Multimodal large language model on human motion understanding
Li, Xinrui (2025)
Diplomityö
Li, Xinrui
2025
School of Engineering Science, Laskennallinen tekniikka
Kaikki oikeudet pidätetään.
Julkaisun pysyvä osoite on
https://urn.fi/URN:NBN:fi-fe2025062573676
https://urn.fi/URN:NBN:fi-fe2025062573676
Tiivistelmä
The field of human action understanding (HAU) faces the great challenge of generating natural and semantically accurate language descriptions from 3D motion data, which is often due to the quality limitations of existing dataset annotations and the templated nature of model outputs. This thesis aims to improve the performance of motion-to-text (M2T) models by proposing a framework that focuses on improving the quality of training data and the controllability of the language generation process. This thesis introduces a Semantically-Driven and Instruction-Tuned Motion-Integrated Language Solver (MILS++), which is based on the Multimodal Iterative LLM Solver (MILS). First, a large language model (LLM) is used to automatically optimize the text descriptions in the HumanML3D dataset to create a high-quality corpus.

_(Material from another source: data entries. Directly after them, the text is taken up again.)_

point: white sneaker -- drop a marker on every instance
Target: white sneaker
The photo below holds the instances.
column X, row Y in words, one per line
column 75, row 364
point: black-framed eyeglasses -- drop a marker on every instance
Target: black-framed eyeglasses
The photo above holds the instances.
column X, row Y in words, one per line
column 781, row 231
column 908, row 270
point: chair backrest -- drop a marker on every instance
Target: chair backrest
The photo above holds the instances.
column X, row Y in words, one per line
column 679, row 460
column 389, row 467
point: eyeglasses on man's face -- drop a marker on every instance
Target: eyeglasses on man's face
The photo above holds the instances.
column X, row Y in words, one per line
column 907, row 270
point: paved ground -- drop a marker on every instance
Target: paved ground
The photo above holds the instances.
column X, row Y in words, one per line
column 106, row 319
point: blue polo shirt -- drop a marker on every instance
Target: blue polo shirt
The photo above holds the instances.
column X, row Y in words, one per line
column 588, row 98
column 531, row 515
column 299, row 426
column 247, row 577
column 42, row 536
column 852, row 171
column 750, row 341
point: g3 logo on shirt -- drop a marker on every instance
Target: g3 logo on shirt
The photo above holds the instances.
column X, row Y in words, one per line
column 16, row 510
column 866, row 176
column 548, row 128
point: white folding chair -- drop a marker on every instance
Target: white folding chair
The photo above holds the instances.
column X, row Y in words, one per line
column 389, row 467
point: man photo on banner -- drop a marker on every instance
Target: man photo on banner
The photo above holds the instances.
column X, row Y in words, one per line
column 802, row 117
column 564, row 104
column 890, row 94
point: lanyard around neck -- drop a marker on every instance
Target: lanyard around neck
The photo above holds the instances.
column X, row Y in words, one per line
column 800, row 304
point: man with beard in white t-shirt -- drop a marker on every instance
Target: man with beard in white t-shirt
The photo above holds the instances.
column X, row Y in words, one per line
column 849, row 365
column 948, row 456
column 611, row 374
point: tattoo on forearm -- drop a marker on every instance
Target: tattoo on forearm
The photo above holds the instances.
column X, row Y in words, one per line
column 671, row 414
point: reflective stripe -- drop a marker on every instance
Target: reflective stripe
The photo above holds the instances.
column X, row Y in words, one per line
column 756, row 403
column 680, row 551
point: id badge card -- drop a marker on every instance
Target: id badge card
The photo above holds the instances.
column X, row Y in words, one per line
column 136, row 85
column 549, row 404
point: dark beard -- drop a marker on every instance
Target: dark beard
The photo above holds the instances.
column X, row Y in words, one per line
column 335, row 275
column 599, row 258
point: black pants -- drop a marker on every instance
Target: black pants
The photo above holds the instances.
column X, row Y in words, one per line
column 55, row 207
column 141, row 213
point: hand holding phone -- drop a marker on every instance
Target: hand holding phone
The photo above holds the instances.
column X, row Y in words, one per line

Then, the motion data encoded by the motion tokenizer is combined with the optimized text into a unified token sequence. Finally, a pre-trained text-to-text Transformer (T5) model is fine-tuned on this unified data using natural language instructions to guide the generation process. The experiments on the HumanML3D benchmark show that the proposed MILS++ achieves consistent improvements over the MotionGPT baseline on a range of evaluation metrics, including RPrecision, CIDEr, and BERTScore. The results confirm that improving the quality of text descriptions and adopting instruction-based fine-tuning are effective and low-cost strategies to improve the accuracy and naturalness of action-based language generation, and lay a scalable foundation for future research in the field of multimodal action understanding.